El fenómeno ha comenzado con grupos muy solidarios y unidos (los Amish) pero se ha difundido bastante. Obviamente el “homeschooling” no es fácil si no se es Amish,  o sea si no se vive en familias ampliadas y solidarias, que ayudan a soportar la carga de los niños. Y sin embargo hay familias americanas normales -no ampliadas- que hacen “homeschooling” afrontando los inevitables sacrificios, entre ellos el de coger otra vez los libros y pensar otra vez desde el pprincipio, a la raíz, cómo educar.

La dificultad se hace más llevadera sin embargo, en EEUU, por un interesante fenómeno: basta poner “homeschooling” en Internet y se descubre que hay profesores que ofrecen “paquetes educativos”, dan consejos, y madres o padres que se intercambian experiencias.

Cito solamente algunas.

La primera: las madres han descubierto que, completada la educación primaria, hay que enseñar el latín. Lo han descubierto por sí mismas: la lengua muerta, fuertemente estructurada, enseña el pensamiento lógico, tan necesario en la modernidad técnica y científica.

La madres del “homeschooling” han descubierto que le enseñamza elemental debe ser “inactual”. Las bases perennes de la civilización, en resumen. Precisamente es en Estados Unidos saben que sin estas bases, esencialmente míticas, literarias y lingüísticas, no se forman más que monstruos que quizás sean buenos en una técnica, pero inciviles en el resto.

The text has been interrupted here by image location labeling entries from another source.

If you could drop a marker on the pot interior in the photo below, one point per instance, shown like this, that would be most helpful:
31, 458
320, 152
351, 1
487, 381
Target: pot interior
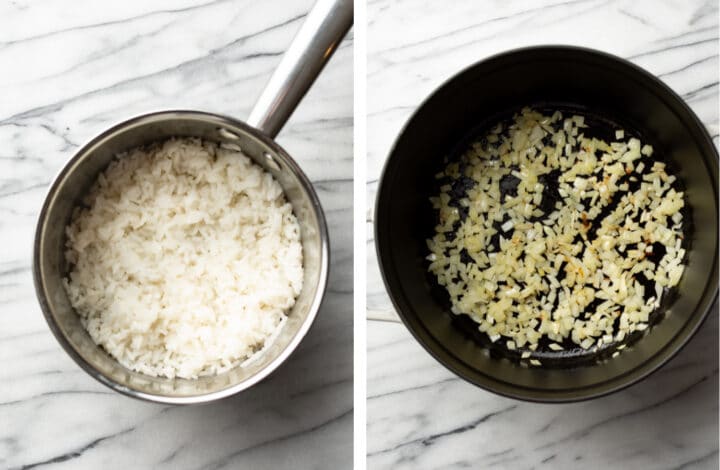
75, 180
612, 93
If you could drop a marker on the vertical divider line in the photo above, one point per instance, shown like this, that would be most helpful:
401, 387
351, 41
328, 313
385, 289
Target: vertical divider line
359, 229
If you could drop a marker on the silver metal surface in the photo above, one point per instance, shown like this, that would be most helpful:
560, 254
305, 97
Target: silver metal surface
319, 36
68, 188
49, 266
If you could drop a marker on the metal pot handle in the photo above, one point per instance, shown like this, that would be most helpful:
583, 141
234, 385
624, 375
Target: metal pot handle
319, 36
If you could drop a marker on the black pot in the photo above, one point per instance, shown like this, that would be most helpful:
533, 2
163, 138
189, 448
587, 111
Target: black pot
607, 89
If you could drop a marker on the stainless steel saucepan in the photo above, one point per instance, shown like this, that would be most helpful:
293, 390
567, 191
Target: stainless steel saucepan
320, 35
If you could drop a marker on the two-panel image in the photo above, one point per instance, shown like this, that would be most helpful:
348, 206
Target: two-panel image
326, 234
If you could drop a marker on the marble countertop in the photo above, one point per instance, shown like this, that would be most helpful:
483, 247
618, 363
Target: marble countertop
70, 69
419, 414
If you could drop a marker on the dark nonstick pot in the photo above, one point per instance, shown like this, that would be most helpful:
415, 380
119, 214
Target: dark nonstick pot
613, 93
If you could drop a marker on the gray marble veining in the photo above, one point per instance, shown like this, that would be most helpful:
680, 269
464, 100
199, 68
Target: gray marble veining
421, 416
69, 71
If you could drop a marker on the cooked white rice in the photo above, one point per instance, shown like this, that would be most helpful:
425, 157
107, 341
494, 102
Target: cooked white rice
185, 260
525, 270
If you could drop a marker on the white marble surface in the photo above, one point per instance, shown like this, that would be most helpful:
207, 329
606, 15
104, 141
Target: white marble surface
419, 414
70, 69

Saben también que un adulto de Wall Street ya no va a leer Shakespeare (o Dante o Cervantes) y que el colegio es para muchos la única ocasión de entrar en contacto con los pilares de la cultura, sobre la cual la civilización occidental se funda.

Hay otro consejo que las madres se dan entre ellas: encontrar en los mercadillos del libro usado enciclopedias para jóvenes “de los años 70”. Es decir viejas. ¿Por qué?

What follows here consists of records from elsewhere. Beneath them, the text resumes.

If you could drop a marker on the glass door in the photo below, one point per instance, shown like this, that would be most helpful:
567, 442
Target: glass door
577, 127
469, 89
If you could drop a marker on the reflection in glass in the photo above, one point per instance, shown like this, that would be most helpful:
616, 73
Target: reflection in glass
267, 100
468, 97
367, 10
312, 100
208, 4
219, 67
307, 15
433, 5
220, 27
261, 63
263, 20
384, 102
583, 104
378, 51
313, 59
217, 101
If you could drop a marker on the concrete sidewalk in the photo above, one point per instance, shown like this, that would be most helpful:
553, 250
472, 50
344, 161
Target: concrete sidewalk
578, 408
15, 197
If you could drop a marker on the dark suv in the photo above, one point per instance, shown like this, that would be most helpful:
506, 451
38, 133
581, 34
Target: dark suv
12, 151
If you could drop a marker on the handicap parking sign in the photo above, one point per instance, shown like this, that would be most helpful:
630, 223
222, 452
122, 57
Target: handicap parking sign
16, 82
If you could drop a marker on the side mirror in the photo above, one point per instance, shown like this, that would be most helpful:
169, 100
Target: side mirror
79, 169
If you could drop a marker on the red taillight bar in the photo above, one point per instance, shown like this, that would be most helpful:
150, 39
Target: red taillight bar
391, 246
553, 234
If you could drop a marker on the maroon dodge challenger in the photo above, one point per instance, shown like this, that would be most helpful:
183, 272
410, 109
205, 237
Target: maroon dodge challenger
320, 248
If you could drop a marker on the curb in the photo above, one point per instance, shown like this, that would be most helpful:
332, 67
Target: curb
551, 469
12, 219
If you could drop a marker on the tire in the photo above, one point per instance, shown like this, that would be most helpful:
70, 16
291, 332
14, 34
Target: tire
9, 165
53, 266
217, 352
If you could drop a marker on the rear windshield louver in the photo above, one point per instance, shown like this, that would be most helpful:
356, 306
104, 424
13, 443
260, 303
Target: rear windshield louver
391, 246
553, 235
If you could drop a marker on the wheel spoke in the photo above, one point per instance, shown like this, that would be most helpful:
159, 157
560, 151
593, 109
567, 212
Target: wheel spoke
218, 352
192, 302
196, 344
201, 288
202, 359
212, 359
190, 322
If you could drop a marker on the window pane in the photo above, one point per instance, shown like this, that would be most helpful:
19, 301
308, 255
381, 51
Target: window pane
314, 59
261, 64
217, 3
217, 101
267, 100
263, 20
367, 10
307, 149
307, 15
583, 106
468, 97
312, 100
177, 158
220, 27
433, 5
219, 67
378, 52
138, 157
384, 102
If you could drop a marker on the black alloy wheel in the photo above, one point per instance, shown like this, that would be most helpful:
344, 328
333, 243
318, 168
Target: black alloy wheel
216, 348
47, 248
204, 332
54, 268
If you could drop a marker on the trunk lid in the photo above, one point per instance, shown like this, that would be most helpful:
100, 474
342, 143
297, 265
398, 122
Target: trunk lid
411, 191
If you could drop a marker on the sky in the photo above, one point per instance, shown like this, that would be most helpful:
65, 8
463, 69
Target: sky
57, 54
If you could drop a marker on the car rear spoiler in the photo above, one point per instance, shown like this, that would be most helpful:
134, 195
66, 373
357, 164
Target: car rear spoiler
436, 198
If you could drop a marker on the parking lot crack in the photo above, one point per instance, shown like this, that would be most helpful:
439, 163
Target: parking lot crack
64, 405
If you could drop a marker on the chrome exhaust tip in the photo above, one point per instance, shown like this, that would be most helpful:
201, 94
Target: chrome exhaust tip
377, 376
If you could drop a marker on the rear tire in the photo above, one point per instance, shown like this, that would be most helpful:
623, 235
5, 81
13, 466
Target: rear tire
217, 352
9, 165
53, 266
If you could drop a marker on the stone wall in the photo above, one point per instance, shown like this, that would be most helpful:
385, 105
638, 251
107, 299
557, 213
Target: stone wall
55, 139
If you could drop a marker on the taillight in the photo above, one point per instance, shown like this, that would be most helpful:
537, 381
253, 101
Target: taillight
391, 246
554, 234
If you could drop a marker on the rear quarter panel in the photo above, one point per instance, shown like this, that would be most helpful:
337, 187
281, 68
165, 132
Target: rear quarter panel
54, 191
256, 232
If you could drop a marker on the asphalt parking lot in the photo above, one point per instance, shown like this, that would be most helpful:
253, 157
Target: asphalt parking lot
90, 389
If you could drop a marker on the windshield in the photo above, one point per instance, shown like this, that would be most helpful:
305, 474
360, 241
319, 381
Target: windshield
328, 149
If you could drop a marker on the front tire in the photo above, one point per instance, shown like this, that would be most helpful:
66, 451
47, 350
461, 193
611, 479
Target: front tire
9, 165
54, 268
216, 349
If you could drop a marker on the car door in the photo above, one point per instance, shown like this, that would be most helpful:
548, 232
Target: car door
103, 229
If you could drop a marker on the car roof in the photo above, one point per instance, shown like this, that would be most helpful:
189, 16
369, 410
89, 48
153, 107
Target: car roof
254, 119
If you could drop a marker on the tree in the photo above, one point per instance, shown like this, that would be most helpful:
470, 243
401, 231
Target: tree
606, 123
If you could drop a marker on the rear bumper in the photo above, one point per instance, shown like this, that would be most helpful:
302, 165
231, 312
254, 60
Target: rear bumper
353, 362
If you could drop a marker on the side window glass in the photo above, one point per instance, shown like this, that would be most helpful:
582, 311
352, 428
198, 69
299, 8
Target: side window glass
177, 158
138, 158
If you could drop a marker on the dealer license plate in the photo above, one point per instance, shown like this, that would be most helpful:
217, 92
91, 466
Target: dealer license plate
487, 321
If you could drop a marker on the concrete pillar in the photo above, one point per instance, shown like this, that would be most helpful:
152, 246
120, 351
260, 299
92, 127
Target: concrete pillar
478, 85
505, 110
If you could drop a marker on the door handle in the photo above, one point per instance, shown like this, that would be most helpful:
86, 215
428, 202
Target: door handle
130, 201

Porque las enciclopedias más recientes o son ultrafacilitadas, con test y respuestas preconfeccionadas, o son enciclopedias llenas de “autótrofos”, de “archaeopterix” y de ilustraciones naturales, pero poquísima historia y ciencias humanas. Las mejores son las que se consultan como un diccionario. Pero hay que ser ya adultos y con una cierta cultura para consultar una enciclopedia de verdad. […]

Las enciclopedias de los años 70 en cambio son historias y narraciones. Su hablan de ciencia, lo hacen contando la vida de Pasteur, de Mendeleiev y de Madame Curie: los “hombres ilustres” sobre los cuales nos fundamos. Son enciclopedias narrativas, que fascinan con  historias humanas, que enseñan a hablar y escribir de manera articulada.

Madres italianas, por lo menos esto se puede hacer: y es incluso económico.